Gavin R. Putland wonders why RP Data's annual gross value of house and unit sales isn't scaled to GDP.
RP Data, to its credit, recently published graphs of monthly home-price indices and monthly numbers of home sales for all Australian capital cities, and for Australia as a whole, up to January 2011, in the table at the bottom right of its “Property Research” page. But those graphs have been overwritten by more recent versions which show only year-on-year changes in the respective price indices.
A graph of the national monthly number of sales up to February was published in a recent RP Data blog post. But a later post, which includes figures for March, graphs the rolling 12-month total instead of the individual monthly figures. Due to revisions, one cannot safely deduce the March figure by combining the information in the two graphs.
It is to be hoped that the publication of monthly volumes will be resumed, because trends in volumes give an early indication of trends in prices. The most recent monthly volumes are all the more interesting because, as that “later post” reports, the rolling 12-month total is the lowest since 1997.
As if to balance that bearish news, the same blog post offers a second graph showing the “rolling annual gross value of house and unit sales”, and boasts that the total for the year to December 2010 was “$207.5 billion which is only 1.5% below the five-year average”, in which case the five-year total was 1053.3 billion.

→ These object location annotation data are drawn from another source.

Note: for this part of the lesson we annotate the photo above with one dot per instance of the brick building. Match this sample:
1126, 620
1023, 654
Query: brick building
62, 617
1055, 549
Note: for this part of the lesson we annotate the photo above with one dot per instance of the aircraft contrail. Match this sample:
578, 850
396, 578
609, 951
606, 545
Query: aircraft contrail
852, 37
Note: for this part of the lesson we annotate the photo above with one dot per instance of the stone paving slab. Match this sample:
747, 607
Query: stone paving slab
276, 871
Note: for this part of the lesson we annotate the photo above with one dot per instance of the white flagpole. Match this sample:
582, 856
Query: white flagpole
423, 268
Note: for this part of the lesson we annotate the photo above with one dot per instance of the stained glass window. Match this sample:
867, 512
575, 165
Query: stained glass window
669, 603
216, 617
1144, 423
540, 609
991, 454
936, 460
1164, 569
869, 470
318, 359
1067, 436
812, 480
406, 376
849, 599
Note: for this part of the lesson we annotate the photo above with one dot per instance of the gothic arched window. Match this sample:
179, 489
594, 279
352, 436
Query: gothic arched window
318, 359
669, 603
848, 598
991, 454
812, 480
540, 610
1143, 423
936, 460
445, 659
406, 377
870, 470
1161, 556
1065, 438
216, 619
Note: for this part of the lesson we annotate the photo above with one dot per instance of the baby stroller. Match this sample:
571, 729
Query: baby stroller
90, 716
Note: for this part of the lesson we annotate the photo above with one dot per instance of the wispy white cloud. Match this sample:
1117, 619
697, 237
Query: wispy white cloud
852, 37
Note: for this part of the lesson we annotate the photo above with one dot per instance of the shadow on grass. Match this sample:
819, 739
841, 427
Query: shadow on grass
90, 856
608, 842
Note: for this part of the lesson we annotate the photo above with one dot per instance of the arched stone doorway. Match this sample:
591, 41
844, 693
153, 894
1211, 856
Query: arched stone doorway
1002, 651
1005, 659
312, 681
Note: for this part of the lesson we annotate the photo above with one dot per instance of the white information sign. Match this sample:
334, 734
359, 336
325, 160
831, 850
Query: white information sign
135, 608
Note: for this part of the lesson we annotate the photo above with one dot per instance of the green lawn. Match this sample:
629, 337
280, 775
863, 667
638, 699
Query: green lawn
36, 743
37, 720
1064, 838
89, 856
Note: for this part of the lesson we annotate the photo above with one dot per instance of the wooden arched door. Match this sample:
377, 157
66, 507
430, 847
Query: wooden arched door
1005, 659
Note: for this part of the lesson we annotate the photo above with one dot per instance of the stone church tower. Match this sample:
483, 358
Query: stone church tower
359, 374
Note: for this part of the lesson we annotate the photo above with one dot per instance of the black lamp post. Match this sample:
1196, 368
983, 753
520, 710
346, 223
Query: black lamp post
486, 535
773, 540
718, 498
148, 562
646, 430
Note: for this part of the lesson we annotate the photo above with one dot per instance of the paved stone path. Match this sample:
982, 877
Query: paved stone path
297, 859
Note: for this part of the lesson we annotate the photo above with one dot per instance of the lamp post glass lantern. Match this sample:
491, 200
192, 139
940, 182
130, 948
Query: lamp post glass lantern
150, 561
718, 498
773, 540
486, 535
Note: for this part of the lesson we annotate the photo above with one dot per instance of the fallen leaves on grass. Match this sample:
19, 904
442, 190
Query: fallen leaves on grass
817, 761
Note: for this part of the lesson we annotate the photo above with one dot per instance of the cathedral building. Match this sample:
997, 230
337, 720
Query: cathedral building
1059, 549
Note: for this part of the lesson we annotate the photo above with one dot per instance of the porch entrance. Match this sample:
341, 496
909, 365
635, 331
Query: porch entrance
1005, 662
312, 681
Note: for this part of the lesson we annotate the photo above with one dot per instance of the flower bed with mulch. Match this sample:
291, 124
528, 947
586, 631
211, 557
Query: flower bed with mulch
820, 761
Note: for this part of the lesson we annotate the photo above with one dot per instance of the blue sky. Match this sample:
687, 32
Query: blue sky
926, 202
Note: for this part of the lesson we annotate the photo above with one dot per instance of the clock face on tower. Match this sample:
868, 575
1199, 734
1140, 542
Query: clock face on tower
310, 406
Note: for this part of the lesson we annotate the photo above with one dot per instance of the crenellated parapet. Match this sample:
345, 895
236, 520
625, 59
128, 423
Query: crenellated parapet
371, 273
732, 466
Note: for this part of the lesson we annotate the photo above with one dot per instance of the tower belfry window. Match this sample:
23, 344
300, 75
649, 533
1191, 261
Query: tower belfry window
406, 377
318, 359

Now excuse me, but when the whole economy grows, one should expect the annual value of home sales to grow with it. Comparing the graphed figures with GDP at current prices (ABS 5206.0, Table 1, series A2302467A), we find that the five-year total value of sales was 17.52% of GDP for the corresponding five years, while the total value of sales in the year to December 2010 was 15.44% of GDP for the corresponding year. That's almost 12% below the five-year ratio.
By way of comparison, the last minimum of the rolling total value of sales, namely that for the year to February 2009, was about 14.3% of GDP for the year to December 2008, or about 14.2% of GDP for the year to March 2009. So in proportion to GDP, the rolling annual value of sales to December wasn't quite back to the GFC trough. Neither did it seem to have bottomed out.